Lo que sucedió a continuación fue imprevisible y extraño. Era como si hubiese estado mirando a una de esas estampas raras que los psicólogos emplean para verificar la percepción y en las que un pato resulta ser un conejo o una hermosa mujer una vieja.

Un cambio casi imperceptible se produjo entre un suspiro y el siguiente. Miró a su alrededor para ver si el fuego había disminuido y vio el cuarto bañado en luz de velas. Ni siquiera estaba seguro de que fuese la misma habitación, porque advirtió unos gruesos cortinajes en una pared desnuda. De afuera ya no llegaba el ruido del tráfico. Hacía más frío que momentos antes.

Seguía desvestido, en erección, tumbado sobre un cuerpo desnudo de mujer en el suelo. Pero la mujer no era Ruth: su pelo negro como el azabache y despeinado le caía en gruesas mechas por la cara, tenía pechos menudos, caderas más estrechas y vello púbico más abundante. Mientras la contemplaba, ella se apartó el pelo del rostro.

—In ainm Dé, a Phádraig, lean orí! ¡Por Dios, Patrick, no te pares ahora! —le dijo.

No sabía cómo, pero le había hablado en irlandés; un irlandés de Leinster del siglo XVI. Era imposible: ella no sabía irlandés. Y él sabía quién era; la conocía tan bien como a sí mismo. Aquella mujer era Francesca. Pero también era imposible porque Francesca había muerto: llevaba veinte años muerta.

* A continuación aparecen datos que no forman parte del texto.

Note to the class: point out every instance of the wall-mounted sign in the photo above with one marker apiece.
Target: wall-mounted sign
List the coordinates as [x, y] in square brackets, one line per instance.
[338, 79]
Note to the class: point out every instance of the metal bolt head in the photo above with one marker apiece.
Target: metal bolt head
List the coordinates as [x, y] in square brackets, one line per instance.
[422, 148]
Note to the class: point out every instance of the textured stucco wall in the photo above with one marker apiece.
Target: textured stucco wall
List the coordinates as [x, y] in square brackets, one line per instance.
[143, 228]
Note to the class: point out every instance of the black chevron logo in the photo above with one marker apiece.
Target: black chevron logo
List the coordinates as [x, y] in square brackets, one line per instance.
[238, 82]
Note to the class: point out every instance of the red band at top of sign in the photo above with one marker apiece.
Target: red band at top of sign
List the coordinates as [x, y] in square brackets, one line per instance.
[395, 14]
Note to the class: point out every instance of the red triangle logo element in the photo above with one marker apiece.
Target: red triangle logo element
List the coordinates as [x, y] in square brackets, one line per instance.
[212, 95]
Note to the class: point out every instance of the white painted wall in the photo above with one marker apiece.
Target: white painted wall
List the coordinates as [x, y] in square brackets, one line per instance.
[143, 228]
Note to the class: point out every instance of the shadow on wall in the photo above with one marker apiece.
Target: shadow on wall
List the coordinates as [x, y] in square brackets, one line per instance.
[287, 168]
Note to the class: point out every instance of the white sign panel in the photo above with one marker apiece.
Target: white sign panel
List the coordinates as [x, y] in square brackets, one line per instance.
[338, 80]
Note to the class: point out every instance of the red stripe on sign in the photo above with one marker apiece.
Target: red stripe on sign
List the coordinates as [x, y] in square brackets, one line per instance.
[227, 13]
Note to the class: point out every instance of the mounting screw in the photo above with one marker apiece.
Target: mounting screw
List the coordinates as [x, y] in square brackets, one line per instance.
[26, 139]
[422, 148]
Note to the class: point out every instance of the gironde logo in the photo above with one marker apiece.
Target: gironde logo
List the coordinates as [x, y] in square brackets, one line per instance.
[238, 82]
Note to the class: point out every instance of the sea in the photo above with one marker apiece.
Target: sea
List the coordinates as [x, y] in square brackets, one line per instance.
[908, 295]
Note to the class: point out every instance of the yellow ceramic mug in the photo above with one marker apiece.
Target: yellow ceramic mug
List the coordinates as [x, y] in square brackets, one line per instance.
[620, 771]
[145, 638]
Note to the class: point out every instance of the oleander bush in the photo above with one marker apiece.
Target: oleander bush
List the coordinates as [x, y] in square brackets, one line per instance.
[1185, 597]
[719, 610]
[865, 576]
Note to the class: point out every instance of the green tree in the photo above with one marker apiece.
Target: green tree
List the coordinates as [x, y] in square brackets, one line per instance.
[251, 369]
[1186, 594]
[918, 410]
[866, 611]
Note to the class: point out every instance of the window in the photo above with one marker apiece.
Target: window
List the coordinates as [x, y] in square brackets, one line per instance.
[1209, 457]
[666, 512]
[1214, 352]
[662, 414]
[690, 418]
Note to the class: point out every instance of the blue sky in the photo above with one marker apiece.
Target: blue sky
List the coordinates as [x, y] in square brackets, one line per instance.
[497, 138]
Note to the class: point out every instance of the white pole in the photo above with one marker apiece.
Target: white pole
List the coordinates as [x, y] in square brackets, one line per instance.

Se apartó vacilante, resbalando y apoyándose en una mano.

—Cad tá ort, a Phádraig? Cad tá ort, a stór? Patrick, ¿qué sucede? ¿Qué pasa, cariño?

De pie, notó que la cabeza le daba vueltas. Las velas danzaban y el cuarto se tambaleaba. Iba a caerse, notó que giraba en el espacio y que luego se estrellaba contra el suelo y se quedaba sin respiración.

Cuando volvió en sí, Ruth estaba inclinada sobre él con una esponja húmeda en la mano, mirándole muy preocupada.

—Patrick, ¿qué te sucede? ¿Qué te ha pasado, cariño? ¿Te sientes bien ya?

Él se llevó la mano a la cabeza. Sin saber por qué, sentía un intenso dolor. Notaba el estómago raro. Aquello era como las jaquecas que sufría de jovencillo.

—Estoy… bien —musitó—. Es que he… perdido el conocimiento. Me duele horriblemente la cabeza. Creo que es jaqueca.

Ella le alzó para ayudarle a sentarse apoyado en el sofá.

—¿Llamo a un médico? ¿Te ha sucedido antes alguna vez?

—No hace falta; se me pasará. Antes me sucedía de joven. Me sentiré mejor cuando duerma un rato.

Pero no le había sucedido una cosa así nunca; no semejante alucinación con pérdida del conocimiento. Estaba sudoroso y comenzaba a tiritar.

—No te muevas —dijo ella—. Voy a traerte una manta.

Adoptó una postura más cómoda y, al hacerlo, advirtió algo en su estómago: una raya larga y fina. Lo cogió con la punta de los dedos y lo despegó de la piel: era un pelo. Un pelo negro de unos cincuenta centímetros.